From KERA News:
Most North Texas high school seniors have graduated by now — with all the tears and happiness that life transition entails. Meanwhile, seniors in music theater programs have had one more ritual to perform: their last school show.
But at J. J. Pearce High School in Richardson their very last show is still to come — later this month, in Indiana.
Pearce theater students were recently working on their world premiere of a student version of the movie musical, Mean Girls. Heather Biddle, the school’s theater director, called their rehearsal to order.
“All right,” she yelled over the chatter, getting the attention of actors and crew in the cavernous auditorium. “Our game plan today is we’re gonna work through act two.”
Putting together any high school show can seem like barely organized madness. In addition to directing such shows, Biddle teaches the theater classes and runs the theater summer camps, which can attract as many as 60 kids.
When asked how does she ever calm down, Biddle considered for a moment: “I don’t.”
But this year, the madness reached a new level for these students. They actually were rehearsing at Richardson High School. The Pearce campus is undergoing a multi-million dollar overhaul. So throughout the past year, these students haven’t had a theater. They didn’t have a rehearsal space.
Heather Biddle didn’t even have an office.
“We spent the entire year in a locker room,” she said. “It actually had ‘boys locker room’ still on the outside.”
“We turned it into a black box theater,” said Rhys Flynn, who described himself as a Pearce junior-turning-senior. “I think it might’ve been a football locker room. So it has kind of a nice stench to it that we’ve had to defuse with oils everyday.”
“We called it the lockerbox,” said Bella Denissen. “And we also rehearsed in this warehouse off-campus and in different, like, gyms and cafeterias.”
Denissen is a senior and a lead performer in the production of Mean Girls — she was nominated as an outstanding performer by the Broadway Dallas High School Musical Theater Awards. Denissen said the experience of her final high school year resembled – well, it was kind of like professional theater. The students were getting re-writes and learning them on the spot, having to adapt to different spaces.
And ultimately, they were opening a premiere.
“There’re definitely times where it was super-stressful,” she said. “But it’s just been really exciting.”
Jacob Merschel, a senior and the show’s other lead performer, agreed.
“It felt like we were just doing so much theater, that’s all my brain was, like, focused on. It was awesome though, y’know? Like, the locker room and things? It didn’t slow us down.”
J. J. Pearce’s theater program does stand out. For one thing, Biddle said, “we don’t have just the theater kid. Our kids are football players, basketball players. They’re athletes.”
In fact, Biddle cited her predecessor, Lynn Zednick Shaw — nicknamed Zed — for picking out talent wherever she found it.
“There’s a story,” Biddle said, “when Zed walked on the baseball field and she said, ‘You. I heard you sing. Come here.'”

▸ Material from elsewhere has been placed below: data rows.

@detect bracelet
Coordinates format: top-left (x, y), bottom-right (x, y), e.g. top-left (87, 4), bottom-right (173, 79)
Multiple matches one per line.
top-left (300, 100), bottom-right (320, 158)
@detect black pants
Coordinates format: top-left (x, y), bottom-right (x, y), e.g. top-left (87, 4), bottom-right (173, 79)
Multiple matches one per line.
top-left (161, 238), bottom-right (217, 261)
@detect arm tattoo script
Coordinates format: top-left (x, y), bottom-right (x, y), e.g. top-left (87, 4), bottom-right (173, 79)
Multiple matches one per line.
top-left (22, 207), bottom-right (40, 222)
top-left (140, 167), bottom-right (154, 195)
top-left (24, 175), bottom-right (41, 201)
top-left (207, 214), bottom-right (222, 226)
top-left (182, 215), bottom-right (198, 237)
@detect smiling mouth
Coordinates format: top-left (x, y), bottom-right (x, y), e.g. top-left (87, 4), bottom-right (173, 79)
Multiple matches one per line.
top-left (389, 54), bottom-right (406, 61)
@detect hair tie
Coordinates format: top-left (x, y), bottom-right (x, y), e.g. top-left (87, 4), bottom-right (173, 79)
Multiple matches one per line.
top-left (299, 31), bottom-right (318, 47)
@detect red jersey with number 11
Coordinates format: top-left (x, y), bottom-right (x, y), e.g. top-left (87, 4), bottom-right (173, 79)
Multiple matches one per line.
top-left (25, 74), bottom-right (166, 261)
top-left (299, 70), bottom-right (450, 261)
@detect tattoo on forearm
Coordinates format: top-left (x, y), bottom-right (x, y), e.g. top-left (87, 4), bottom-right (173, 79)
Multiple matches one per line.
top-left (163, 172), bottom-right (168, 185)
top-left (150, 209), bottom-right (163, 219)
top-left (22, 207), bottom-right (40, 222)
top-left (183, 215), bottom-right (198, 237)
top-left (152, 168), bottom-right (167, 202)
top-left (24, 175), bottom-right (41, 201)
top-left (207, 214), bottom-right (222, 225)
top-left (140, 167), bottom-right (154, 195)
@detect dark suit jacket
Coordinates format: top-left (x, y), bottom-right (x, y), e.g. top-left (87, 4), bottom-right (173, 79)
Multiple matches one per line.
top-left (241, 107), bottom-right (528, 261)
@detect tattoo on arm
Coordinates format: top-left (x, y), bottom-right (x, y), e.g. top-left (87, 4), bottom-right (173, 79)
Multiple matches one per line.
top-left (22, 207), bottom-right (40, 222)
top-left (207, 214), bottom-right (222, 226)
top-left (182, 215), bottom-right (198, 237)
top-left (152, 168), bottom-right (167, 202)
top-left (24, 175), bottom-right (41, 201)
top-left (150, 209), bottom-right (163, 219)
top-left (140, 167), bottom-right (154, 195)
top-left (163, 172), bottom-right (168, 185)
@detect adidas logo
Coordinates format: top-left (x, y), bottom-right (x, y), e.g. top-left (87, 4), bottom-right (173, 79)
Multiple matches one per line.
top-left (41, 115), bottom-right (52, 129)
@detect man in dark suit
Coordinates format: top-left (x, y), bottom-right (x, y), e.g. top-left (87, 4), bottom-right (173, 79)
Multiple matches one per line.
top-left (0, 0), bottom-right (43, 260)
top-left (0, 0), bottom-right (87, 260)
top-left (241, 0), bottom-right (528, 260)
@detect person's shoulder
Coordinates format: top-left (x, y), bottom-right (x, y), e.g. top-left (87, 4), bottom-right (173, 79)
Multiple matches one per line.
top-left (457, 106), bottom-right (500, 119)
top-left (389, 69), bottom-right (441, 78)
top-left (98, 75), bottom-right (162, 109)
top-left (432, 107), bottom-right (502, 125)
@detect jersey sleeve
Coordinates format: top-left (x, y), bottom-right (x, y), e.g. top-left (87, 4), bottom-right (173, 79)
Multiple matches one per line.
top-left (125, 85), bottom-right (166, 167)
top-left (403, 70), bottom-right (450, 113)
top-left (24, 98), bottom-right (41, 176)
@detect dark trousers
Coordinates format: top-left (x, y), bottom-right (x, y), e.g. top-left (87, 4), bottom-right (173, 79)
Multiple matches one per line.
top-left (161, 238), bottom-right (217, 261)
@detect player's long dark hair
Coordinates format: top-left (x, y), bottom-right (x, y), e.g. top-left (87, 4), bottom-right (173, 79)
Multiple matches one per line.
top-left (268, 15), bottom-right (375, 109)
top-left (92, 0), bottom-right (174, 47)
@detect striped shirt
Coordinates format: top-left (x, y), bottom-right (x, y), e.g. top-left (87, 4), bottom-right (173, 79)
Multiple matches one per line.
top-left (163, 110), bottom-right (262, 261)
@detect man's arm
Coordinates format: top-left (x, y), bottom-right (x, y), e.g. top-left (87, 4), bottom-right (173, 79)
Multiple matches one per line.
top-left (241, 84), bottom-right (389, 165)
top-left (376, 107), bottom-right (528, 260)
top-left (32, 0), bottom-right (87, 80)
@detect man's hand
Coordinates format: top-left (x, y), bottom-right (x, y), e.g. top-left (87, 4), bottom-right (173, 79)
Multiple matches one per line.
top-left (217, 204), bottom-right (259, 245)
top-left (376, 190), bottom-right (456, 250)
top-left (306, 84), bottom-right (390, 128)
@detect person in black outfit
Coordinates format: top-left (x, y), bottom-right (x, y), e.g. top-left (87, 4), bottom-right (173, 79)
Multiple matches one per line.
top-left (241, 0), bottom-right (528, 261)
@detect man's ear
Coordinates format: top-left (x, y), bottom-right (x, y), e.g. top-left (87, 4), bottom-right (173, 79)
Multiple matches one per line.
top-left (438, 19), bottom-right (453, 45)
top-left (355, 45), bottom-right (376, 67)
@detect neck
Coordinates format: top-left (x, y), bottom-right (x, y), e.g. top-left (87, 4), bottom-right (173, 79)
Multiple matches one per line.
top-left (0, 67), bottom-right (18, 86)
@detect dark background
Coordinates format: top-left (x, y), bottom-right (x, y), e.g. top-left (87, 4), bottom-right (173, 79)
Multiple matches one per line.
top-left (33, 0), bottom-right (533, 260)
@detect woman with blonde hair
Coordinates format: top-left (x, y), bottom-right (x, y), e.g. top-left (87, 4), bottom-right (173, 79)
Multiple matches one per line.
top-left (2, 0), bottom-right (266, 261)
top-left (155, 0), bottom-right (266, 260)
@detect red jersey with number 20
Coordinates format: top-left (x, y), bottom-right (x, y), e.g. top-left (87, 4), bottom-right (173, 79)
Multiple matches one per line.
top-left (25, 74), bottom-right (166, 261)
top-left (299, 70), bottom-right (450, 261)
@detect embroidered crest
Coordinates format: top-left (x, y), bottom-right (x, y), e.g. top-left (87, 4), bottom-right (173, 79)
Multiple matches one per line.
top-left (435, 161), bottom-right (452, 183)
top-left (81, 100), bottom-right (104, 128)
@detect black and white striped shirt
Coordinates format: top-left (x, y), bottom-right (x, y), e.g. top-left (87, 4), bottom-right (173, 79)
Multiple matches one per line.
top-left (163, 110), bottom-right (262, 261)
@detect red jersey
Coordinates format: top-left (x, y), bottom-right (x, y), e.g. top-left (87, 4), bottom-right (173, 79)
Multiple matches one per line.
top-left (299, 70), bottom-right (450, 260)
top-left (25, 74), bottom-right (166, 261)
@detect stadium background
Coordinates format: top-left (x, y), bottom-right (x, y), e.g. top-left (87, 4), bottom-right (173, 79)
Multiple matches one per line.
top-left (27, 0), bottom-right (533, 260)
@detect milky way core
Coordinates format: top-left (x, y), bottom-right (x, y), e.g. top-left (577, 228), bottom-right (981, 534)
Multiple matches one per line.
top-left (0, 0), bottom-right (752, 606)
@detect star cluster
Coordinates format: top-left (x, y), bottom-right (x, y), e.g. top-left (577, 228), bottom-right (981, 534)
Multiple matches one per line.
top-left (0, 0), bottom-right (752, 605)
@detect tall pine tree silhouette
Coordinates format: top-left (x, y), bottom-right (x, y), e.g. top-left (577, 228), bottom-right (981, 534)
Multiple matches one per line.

That student, Will Hughes, is now an opera baritone. He’s performed with the Santa Fe Opera.
Most athlete performers don’t end up singing La bohème. But they could perform in a world premiere. Pearce has become a proving ground for school adaptations of Broadway shows. These student versions are generally adapted with the cooperation of the Broadway show’s original creators, lyricists, composers. Then these “pilot productions” are tried out at select schools in different regions around the country.
So Pearce has premiered the high school adaptations of Mean Girls and Blood Brothers. Biddle herself worked to get the world premiere of the off-Broadway musical, Heathers. Much like Mean Girls, that show-adapted-from-a-film has a very dedicated, female fan base, evident from the national attention both have received.
But such shows also make programming sense: Female students generally outnumber the males in high school theater classes. So with plenty of female roles, these shows are easier to cast.
As a counter-example, Biddle cites Shakespeare in Love — which was more an adapted film with music than a full-fledged musical. But it featured more male roles. And Pearce was one of a handful of schools across the country that premiered it. (You can watch a video about the show.)
Again, Biddle credits Zed with having the skills and the foresight to be one of the first theater teachers to take on big, challenging shows like Miss Saigon — challenging not just in mature material but also in cost and production design.
“Everyone else felt we do theater to do some nice, like, educational shows,” she said, “and she always felt there was more.”
“Theater’s big,” said Jacob Merschel, who like Denissen, was nominated for outstanding lead performer by the Broadway Dallas High School Musical Theater Awards.
“It’s bigger than, like, being on the stage,” he said. “It’s a community. And it’s a place to be yourself and grow. And here nurtures that. So, I don’t know, I feel like I accomplished something by being here.”
High school shows typically wrap up their brief runs right around graduation in May. But the Pearce students have yet another last performance to give later this month. Mean Girls is one of only seven stage productions in the country invited to perform at the International Thespian Festival in Indiana.
And for the cast of a high school show — a show that started in a locker room — it probably doesn’t get much bigger than that.